Active Metadata: Your 101 Guide From People Pioneering the Concept & It’s Understanding
Share this article
Active metadata is a way of managing metadata. It leverages open APIs to connect all the tools in your data stack and ferry metadata back and forth in a two-way stream. It’s about utilizing metadata in the best way possible and not having it sit in a silo.
Active metadata helps you continuously access and process all kinds of metadata to understand your data better, regardless of the tools.
With active metadata management, you get an always-on, intelligent, API-driven, and action-oriented system that powers use cases from cost optimization and quality control to data security.
Gartner predicts that through 2024, organizations that adopt active metadata capabilities can decrease the time-to-delivery of new data assets to users by as much as 70%. So, let’s understand active metadata, its characteristics, use cases, and management.
Table of Contents #
- What is active metadata?
- The 4 characteristics of active metadata
- Active metadata example
- Active vs. passive metadata: What’s the difference?
- 14 active metadata use cases
- What is active metadata management?
- What does an active metadata management platform look like?
- Active Metadata: Related Resources
What is active metadata? #
Active metadata is a way of managing metadata. It leverages open APIs to connect all the tools in your data stack and ferry metadata back and forth in a two-way stream.
This is what allows active metadata to bring context, say, from Snowflake into Looker, Looker into Slack, Slack into Jira, and Jira back into Snowflake.
The 4 characteristics of active metadata #
There are four fundamental characteristics of active metadata:
- Active metadata is always on
- Active metadata is intelligent
- Active metadata is action-oriented
- Active metadata is open by default
#1- Active metadata is always on #
Active metadata is always on. This means having the ability to automatically and continually collect metadata from various sources and steps of data flow — logs, query history, usage statistics, and more.
#2- Active metadata is intelligent #
Active metadata isn’t just about collecting metadata. It’s about constantly processing metadata to connect the dots and create intelligence from it. This means that with active metadata, the system will only get smarter over time as people use it more and it observes more metadata.
So, you can auto-classify sensitive data, use automatic suggestions to document a data asset’s description, send alerts about critical issues, and more.
#3- Active metadata is action-oriented #
Active metadata doesn’t just stop at intelligence. It should drive action by:
- Curating recommendations
- Generating alerts
- Making it easier for people to make decisions
- Automatically making decisions without human intervention, like stopping downstream pipelines when data quality issues are detected
#4- Active metadata is open by default #
Active metadata platforms use APIs to hook into every piece of the modern data stack. This makes magical user experiences possible by saving data practitioners from the endless tool- and context-switching.

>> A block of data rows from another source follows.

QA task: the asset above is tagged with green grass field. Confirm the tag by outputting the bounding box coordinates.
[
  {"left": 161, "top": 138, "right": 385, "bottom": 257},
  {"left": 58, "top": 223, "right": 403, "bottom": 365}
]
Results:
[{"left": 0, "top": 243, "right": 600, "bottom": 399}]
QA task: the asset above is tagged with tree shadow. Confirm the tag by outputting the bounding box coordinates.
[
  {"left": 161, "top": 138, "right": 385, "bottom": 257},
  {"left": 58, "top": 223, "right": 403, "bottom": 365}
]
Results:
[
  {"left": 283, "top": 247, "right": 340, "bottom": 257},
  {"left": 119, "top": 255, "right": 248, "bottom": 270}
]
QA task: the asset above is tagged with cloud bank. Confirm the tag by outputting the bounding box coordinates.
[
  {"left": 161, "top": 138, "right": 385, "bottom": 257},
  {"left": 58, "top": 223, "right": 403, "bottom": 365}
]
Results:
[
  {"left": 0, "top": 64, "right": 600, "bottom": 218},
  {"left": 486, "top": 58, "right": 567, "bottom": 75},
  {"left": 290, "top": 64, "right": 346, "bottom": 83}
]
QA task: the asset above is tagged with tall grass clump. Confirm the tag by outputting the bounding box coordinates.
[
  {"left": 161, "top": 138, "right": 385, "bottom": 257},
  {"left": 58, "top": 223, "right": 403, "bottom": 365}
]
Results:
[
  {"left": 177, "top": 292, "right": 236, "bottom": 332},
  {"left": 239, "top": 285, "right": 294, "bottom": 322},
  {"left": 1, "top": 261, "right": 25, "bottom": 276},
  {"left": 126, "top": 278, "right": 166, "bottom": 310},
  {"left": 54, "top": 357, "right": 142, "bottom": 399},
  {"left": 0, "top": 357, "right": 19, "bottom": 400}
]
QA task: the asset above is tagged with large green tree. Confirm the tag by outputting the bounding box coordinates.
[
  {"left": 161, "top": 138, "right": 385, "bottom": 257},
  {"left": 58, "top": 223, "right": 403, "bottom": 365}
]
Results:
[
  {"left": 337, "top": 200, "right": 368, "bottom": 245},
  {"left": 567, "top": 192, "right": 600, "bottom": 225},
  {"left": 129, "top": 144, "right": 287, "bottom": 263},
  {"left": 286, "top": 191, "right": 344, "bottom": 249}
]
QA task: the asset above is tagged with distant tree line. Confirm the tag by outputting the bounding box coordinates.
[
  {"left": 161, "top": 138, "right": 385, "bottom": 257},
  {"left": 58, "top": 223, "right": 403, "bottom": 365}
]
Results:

This is called embedded collaboration, which is when work happens where you are with the least amount of effort.
An example to explain active metadata #
Let’s take Spotify as an example to understand how active metadata works.
When you open Spotify, the platform’s algorithm analyzes various types of metadata associated with each song, such as the genre, mood, and tempo to automatically suggest similar songs or artists that you might enjoy. This happens as soon as you listen to a song or play one of your playlists.
Spotify also analyzes the metadata associated with each song or album, such as the artist, release date, and popularity, to auto-classify music into playlists such as “Discover Weekly,” “Release Radar,” and “Daily Mix” that are tailored to each user’s taste. These playlists are constantly updated depending on your listening history and tastes.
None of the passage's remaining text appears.